# Orbea weight ?



## flex1493

Hi everyone, I just bought a Orbea silver frame. Im setting it up with Full Ultegra, and Fulcrum 7,s rims for now. Getting Zipps 303's soon. Everything else is stock. Does anyone know
what weight I may be at? 

Thanks for any help.


----------



## BunnV

You would have to provide a complete build list and include the size of your frame to get an accurate answer. Based on what information you gave, I would guess it will weigh more than 15, less than 17 pounds.


----------



## flex1493

Hey thanks for the info. I will look up the rest of the build today. It's a 51 size frame. I'm using Look pedals. I belive Ko2.


----------



## scottzj

Well I have a 57cm Opal with Ultegra and reynolds carbon wheels and mine weighs right around 15.8, according to my LBS.


----------



## flex1493

Nice, I just pick up the bike today at the shop. After the build with a set of fulcrum wheel set. For now lol
The bike weight is 17.09 pounds. Now I'm just trying to figure out which wheels set to get.


----------



## scottzj

I opted for the reynolds 32mm carbon wheels and really love them. In fact I bought 2 sets of them for a back up pair. I have a new set of fulcrum 7's that I never even used and they are much heavier than the reynolds.
Oh and thro up some pics of the new ride!


----------



## flex1493

Wow that looks really Hot. Im confused about what to get but does renolds look really nice.


----------



## BunnV

Hey flex1493,
Have you posted a pic of your bike somewhere? I'm still working on mine but this is what it weighs right now...
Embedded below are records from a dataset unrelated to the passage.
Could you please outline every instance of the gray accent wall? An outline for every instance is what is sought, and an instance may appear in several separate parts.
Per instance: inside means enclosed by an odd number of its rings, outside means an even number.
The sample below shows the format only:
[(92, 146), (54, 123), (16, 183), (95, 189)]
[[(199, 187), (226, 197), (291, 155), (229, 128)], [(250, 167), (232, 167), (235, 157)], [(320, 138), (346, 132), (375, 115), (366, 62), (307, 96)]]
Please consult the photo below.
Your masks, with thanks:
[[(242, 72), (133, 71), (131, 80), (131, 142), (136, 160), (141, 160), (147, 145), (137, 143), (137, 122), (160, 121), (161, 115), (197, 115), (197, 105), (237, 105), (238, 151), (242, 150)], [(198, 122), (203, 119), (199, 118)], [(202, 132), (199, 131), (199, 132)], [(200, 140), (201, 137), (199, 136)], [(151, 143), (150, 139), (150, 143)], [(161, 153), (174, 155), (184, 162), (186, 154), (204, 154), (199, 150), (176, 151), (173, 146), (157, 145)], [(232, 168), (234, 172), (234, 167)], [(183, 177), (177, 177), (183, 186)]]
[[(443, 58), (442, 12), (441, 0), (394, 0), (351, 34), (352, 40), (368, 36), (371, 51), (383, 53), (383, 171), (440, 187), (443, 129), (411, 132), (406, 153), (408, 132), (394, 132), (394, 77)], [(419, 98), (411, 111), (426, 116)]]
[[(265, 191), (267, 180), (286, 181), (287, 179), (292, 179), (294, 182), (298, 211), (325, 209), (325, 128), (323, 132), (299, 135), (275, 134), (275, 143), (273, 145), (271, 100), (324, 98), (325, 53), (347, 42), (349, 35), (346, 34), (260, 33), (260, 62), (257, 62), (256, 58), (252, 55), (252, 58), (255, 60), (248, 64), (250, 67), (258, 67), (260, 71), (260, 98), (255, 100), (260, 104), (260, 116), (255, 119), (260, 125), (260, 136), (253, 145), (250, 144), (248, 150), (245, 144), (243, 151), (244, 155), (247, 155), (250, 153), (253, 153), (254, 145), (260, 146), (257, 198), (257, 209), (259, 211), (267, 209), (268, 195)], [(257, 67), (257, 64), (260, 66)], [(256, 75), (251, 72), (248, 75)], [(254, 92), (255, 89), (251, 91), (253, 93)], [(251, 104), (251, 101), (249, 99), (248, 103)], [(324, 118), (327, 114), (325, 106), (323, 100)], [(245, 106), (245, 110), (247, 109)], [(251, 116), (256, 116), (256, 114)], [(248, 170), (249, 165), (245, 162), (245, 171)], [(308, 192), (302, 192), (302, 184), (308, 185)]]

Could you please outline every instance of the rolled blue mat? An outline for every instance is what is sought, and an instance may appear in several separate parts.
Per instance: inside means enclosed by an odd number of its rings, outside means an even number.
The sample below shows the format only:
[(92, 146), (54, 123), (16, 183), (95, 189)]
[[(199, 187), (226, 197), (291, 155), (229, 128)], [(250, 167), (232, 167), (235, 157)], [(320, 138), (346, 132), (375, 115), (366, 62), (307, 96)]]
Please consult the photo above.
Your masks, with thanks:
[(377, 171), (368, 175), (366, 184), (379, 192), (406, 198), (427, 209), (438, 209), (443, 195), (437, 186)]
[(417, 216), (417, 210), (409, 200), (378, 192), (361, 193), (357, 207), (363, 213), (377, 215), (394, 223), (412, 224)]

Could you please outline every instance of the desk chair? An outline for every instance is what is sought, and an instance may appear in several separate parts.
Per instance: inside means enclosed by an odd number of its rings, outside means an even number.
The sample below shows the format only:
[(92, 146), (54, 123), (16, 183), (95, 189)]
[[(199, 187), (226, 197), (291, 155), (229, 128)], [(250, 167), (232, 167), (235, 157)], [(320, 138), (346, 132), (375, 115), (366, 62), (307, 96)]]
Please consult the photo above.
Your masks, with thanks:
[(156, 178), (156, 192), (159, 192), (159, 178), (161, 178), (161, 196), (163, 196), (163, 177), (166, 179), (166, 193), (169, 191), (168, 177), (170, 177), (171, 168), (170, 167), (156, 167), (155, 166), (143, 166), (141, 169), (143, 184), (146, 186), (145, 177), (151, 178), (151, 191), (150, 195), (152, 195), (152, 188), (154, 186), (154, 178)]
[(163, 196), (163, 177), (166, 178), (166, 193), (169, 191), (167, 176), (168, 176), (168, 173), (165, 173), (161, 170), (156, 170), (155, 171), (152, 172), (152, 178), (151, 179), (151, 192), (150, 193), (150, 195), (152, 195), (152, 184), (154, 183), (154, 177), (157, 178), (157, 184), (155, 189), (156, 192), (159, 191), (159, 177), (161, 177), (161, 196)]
I'd love to see a shot of yours! :thumbsup:


----------



## flex1493

Wow 11 lbs. whts ur set up.


----------



## flex1493

Sorry for the poor phone pics.


----------



## BunnV

flex1493 said:


> Wow 11 lbs. whts ur set up.


Ha! It's 11 pounds because it's missing the entire drivetrain! No crank, no shifters, no derailleurs etc. I'm hoping it will weigh just under 15 pounds when I'm done. 

I did see pictures of your bike, it looks great! Take it outside and shoot some better pictures though.


----------



## CliveDS

Just built a Orca Gold Super Record 13lbs 15 oz


----------



## scottzj

Clive what size is that sucker? Its hard for me to get a bike under 15lbs, but its probably due to the size, since I use 57-60cm ones. Nice bike though and love the colors.


----------



## cwdzoot

48cm really helps with bragging rights when it comes to weight. Also Super Record and fulcrum wheels help too.


----------



## flex1493

Hey guys, Just got ZIPP's 303 Clinchers. Dam but forgot to ask the shop to weight the bike for me. 
Does any one have an idea on what weight the bike may be at. Its an Orcea silver with Full Ultugra with stock saddle.


----------



## flex1493




----------



## BunnV

Dude, invest..... Alpine Digital Gear Scale


----------



## flex1493




----------